L’ultimo rapporto di Eurostat, che fotografa l’occupazione nel 2006 nei paesi Ue, ha rilevato che l’Italia è al penultimo posto in Europa per occupazione femminile e non sta molto meglio neppure per tasso di occupazione generale.
Secondo l’ufficio statistico dell’Ue, in Italia il tasso di occupazione femminile nel 2006, nella fascia d’età 15-64 anni, é stato del 46,3%. Un valore superiore solo a quello di Malta (34,9%), fanalino di coda di una classifica che vede in testa Danimarca (73,4%), Svezia (70,7%) e Olanda (67,7%).
La media europea è pari al 57,2%, in crescita rispetto al 56% del 2005. La donna però dedica in media 16 ore a settimana alla faccende domestiche, un uomo poco più di due. Un divario che accomuna, con piccole variazioni, tutti i Paesi dell’Unione e che lo stesso rapporto considera come uno dei tanti fattori che poi sono causa del divario tra i salari degli uomini e delle donne in Europa.
Secondo l’analisi, presentata dal commissario Ue per le pari opportunità Vladimir Spidla, le donne continuano a guadagnare in media il 15% in meno rispetto agli uomini (17% dieci anni fa), nonostante abbiano un’educazione secondaria superiore (il 59% tra i diplomati universitari in Europa). Ma le carriere in gonnella rendono di meno, sono più frammentate e finiscono prima per colpa delle responsabilità familiari.
A determinare lo scarto salariale, anche la natura dell’occupazione: le donne manager sono il 32% del totale, contro il 68% maschile e più in generale è il settore finanziario a registrare il divario maggiore tra i due sessi in relazione agli stipendi percepiti. E’ ristretto anche il numero delle professioni al femminile: quattro donne su dieci in Europa lavorano nei settori della sanità, dell’educazione e della pubblica amministrazione contro il 20% degli uomini.
Va appena un po’ meglio, agli italiani, se si considera la tendenza del tasso di occupazione generale.

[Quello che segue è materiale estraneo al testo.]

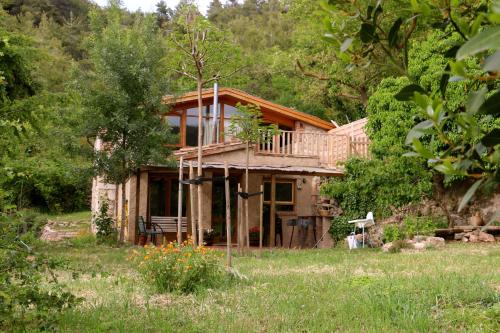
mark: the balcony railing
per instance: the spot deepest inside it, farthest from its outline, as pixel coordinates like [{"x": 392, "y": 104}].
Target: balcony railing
[{"x": 329, "y": 148}]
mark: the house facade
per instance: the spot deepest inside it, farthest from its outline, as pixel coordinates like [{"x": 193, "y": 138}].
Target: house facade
[{"x": 290, "y": 166}]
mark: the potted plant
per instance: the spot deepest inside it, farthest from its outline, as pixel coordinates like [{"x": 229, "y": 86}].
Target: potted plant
[
  {"x": 254, "y": 235},
  {"x": 208, "y": 236}
]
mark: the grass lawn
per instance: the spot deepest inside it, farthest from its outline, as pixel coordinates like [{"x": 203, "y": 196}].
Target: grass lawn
[{"x": 452, "y": 289}]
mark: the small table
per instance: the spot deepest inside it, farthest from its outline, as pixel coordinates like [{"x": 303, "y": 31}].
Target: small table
[{"x": 362, "y": 223}]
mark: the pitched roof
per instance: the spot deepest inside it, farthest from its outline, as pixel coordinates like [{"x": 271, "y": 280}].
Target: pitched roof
[{"x": 250, "y": 99}]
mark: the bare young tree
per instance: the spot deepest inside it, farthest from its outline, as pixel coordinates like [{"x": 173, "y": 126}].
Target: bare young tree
[{"x": 205, "y": 55}]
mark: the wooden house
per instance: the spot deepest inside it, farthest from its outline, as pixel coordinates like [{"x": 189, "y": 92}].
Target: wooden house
[{"x": 290, "y": 166}]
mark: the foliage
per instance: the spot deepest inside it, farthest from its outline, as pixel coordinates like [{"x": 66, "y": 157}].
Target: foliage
[
  {"x": 42, "y": 162},
  {"x": 340, "y": 229},
  {"x": 425, "y": 292},
  {"x": 105, "y": 224},
  {"x": 375, "y": 185},
  {"x": 412, "y": 226},
  {"x": 30, "y": 295},
  {"x": 248, "y": 126},
  {"x": 471, "y": 149},
  {"x": 123, "y": 96},
  {"x": 181, "y": 267}
]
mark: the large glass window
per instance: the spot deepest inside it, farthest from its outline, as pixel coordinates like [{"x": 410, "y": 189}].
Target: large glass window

Il rapporto Eurostat registra una crescita del tasso di occupazione generale in Europa, sempre nella fascia d’età 15-64 anni: 64,4% nel 2006 rispetto al 63,4% dell’anno precedente.

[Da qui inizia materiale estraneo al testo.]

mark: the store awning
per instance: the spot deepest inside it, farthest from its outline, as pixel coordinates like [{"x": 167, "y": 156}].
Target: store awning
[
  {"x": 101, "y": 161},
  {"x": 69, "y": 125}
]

L’Italia occupa il 24/mo posto nella graduatoria, con un valore pari al 58,4%, davanti a Ungheria (57,3%), Malta (54,8%) e Polonia (54,5%). In questo ambito, 20 Paesi Ue su 27 sono al di sopra del 60%; in testa Danimarca (77,4%), Olanda (74,3%) e Svezia (73,1%).
Cresce in Europa pure il tasso di occupazione relativo alla fascia d’età 55-64 anni: 43,5% nel 2006, contro il 42,2% del 2005. L’Italia occupa anche qui il 24/mo posto tra i 27 Paesi dell’Ue, con un valore pari al 32,5%, davanti a Belgio (32%), Malta (30%) e Polonia (28,1%).
E’ tenendo presenti questi raffronti che vanno lette le considerazioni del CNEL sulla situazione italiana “Crescita dell’occupazione record nel 2006 ma per il 2007 le prospettive appaiono molto meno rosee”.
Nel Rapporto sul mercato del lavoro 2006 presentato oggi il Cnel sottolinea come a fronte di un aumento di 425.000 occupati registrato l’anno scorso quest’anno si segnali una frenata sia per le forze di lavoro che per la nuova occupazione. In particolare nel primo trimestre 2007 si registra una caduta delle forze di lavoro al Sud (-3,6%), trainata soprattutto dal calo della forza lavoro femminile (-4,6%).
Il Cnel segnala che la riduzione del tasso di attività nel Mezzogiorno è dovuto in parte all’effetto scoraggiamento (di fronte alla scarsa domanda di lavoro le persone rinunciano direttamente a proporsi sul mercato) ma anche a un nuovo fenomeno migratorio, soprattutto dei giovani, alla ricerca di lavoro verso il Nord.
Nel Rapporto si ricorda come l’anno scorso la disoccupazione sia scesa a livelli che non si registravano più dai primi anni Ottanta (nel 2006 era al 6,8% rispetto al 7,7% del 2005) . Il Cnel segnala inoltre come la crescita dell’occupazione si sia concentrata “tutta nelle imprese fino a 50 dipendenti mentre le grandi imprese hanno ancora registrato decrementi dei livelli occupazionali” e come i lavoratori atipici siano poco più di tre milioni.
La diffusione dei contratti a termine comunque, pur in crescita tra i giovani, resta – si legge nel Rapporto – “inferiore a quella degli altri Paesi”. Oltre un terzo delle assunzioni a tempo indeterminato del 2006 infatti riguardano persone che l’anno prima avevano un contratto a termine. E’ aumentata la probabilità di trovare lavoro per i disoccupati ma anche la probabilità di perdere il lavoro per coloro che hanno un contratto “atipico”.